Максиму стало жаль товарища, он ободряюще ему улыбнулся, а Саша, верный себе, все-таки пересилил душевное волнение и хотя слабо, но озорно подмигнул ему.
Но вот Сашу вызвали… При первых же словах директора о результате зал так и грохнул аплодисментами… Что же такое случилось? Или Максим ослышался? Нет, не ослышался… Директор, этот невозмутимый человек-сухарь, особенно продолжительно и с чувством трясет руку Черемшанова и говорит что-то о творческом, самостоятельном решении задачи при составлении проекта, о том, что проект Черемшанова будет отослан в министерство, как оригинальный, имеющий практическую ценность. К Черемшанову тянутся руки профессоров, декана, всех членов комиссии. И на всех лицах — довольные улыбки. А зал шумит, как всколыхнутый ветром молодой лес… Смешливый, казавшийся поверхностным Саша получил отлично, но и в этой оценке было что-то особенное, и если бы существовал более высокий балл, то думалось, что Саша мог бы получить и его. Тот, кого Максим ставил во всем ниже себя, неожиданно опередил его в самом начале трудового пути.

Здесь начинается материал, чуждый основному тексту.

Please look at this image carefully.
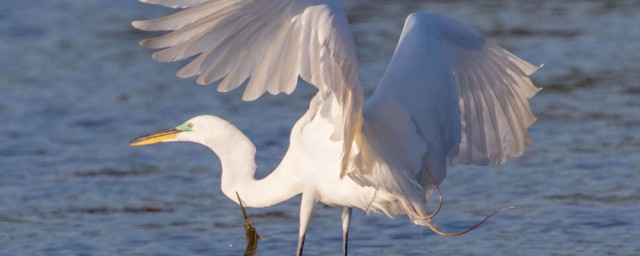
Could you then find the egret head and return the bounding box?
[129,115,233,146]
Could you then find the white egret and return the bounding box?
[131,0,539,255]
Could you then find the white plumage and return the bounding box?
[133,0,538,253]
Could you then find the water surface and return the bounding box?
[0,0,640,255]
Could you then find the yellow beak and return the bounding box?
[129,129,181,147]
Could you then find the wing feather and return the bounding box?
[132,0,363,175]
[349,13,539,223]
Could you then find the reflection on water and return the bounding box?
[0,0,640,255]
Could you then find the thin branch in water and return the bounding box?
[236,191,260,256]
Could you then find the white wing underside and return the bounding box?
[133,0,538,223]
[133,0,363,173]
[348,13,539,223]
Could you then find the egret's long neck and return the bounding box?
[197,127,302,207]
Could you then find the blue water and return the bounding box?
[0,0,640,255]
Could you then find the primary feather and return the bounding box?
[133,0,364,176]
[133,0,538,228]
[349,13,538,222]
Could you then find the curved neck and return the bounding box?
[198,127,302,208]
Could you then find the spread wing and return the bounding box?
[349,13,539,220]
[133,0,363,173]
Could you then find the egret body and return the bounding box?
[132,0,539,255]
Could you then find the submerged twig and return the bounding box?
[236,192,260,256]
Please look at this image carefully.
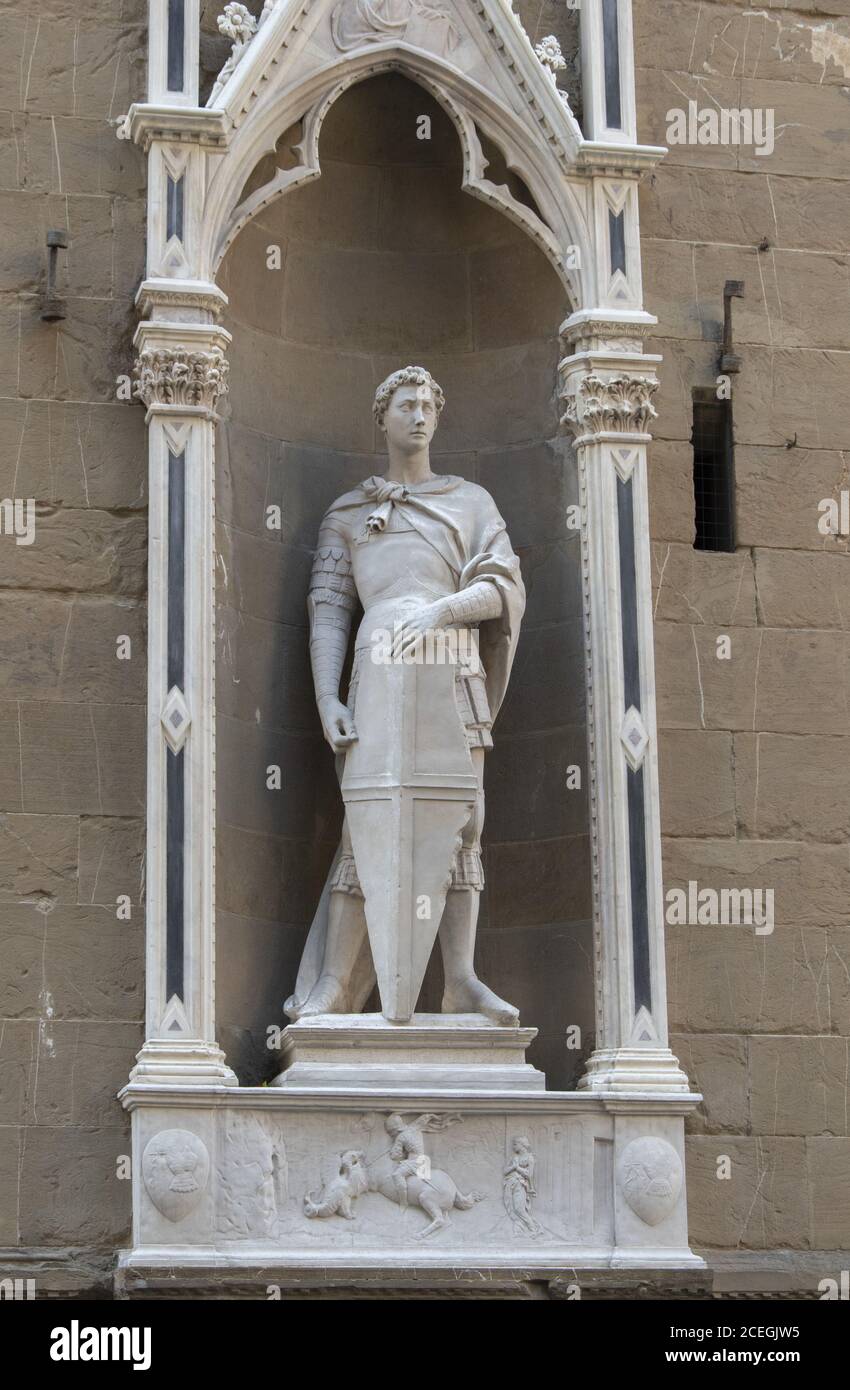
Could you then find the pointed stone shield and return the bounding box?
[142,1130,210,1222]
[342,647,478,1023]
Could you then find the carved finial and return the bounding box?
[218,4,257,43]
[535,33,567,86]
[207,0,275,106]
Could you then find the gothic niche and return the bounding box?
[217,74,593,1089]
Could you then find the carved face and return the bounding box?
[383,385,438,453]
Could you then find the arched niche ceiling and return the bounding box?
[217,74,593,1087]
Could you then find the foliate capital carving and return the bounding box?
[561,373,658,436]
[133,348,231,411]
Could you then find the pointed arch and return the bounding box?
[200,43,596,310]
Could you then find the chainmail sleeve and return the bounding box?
[307,520,357,701]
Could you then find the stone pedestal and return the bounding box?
[272,1013,546,1094]
[121,1015,701,1287]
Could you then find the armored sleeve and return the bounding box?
[308,520,357,627]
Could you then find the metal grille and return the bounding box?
[692,392,735,550]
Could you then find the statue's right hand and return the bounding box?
[319,696,357,753]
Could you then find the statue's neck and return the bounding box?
[386,449,435,487]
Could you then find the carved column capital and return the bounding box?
[561,371,658,438]
[133,348,231,411]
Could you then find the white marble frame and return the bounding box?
[119,0,689,1101]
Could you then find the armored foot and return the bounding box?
[443,974,519,1029]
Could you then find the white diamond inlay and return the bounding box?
[160,685,192,753]
[619,705,649,771]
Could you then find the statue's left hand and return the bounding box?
[393,599,451,660]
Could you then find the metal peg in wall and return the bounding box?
[42,231,68,324]
[721,279,744,371]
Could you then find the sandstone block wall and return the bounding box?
[0,0,147,1282]
[0,0,850,1287]
[635,0,850,1250]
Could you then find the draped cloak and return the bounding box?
[285,477,525,1016]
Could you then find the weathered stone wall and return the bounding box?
[0,0,147,1287]
[635,0,850,1250]
[217,75,593,1086]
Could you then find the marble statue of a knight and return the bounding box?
[285,367,525,1026]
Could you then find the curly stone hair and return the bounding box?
[372,367,446,430]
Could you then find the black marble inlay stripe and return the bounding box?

Нехорошее чувство, невольное, непреодолимое, опять шевельнулось в его груди. Он старался подавить мелкую зависть, хлопал в ладоши вместе с другими, а гадкий червячок точил его самолюбие.
Сашу обнял Чугунов, и Максим видел, как Черемшанов стремительно, под оживленный говорок и всплески аплодисментов выбежал из зала.
На время Максим словно оглох и онемел. Он уже равнодушно, как будто все его волнение израсходовалось на Сашу, вышел по вызову комиссии и без особенной радости выслушал оценку «хорошо». Его поздравляли, ему пожимали руку члены комиссии, но ему почти не аплодировали, и он ушел из зала неудовлетворенный, как будто обиженный чем-то…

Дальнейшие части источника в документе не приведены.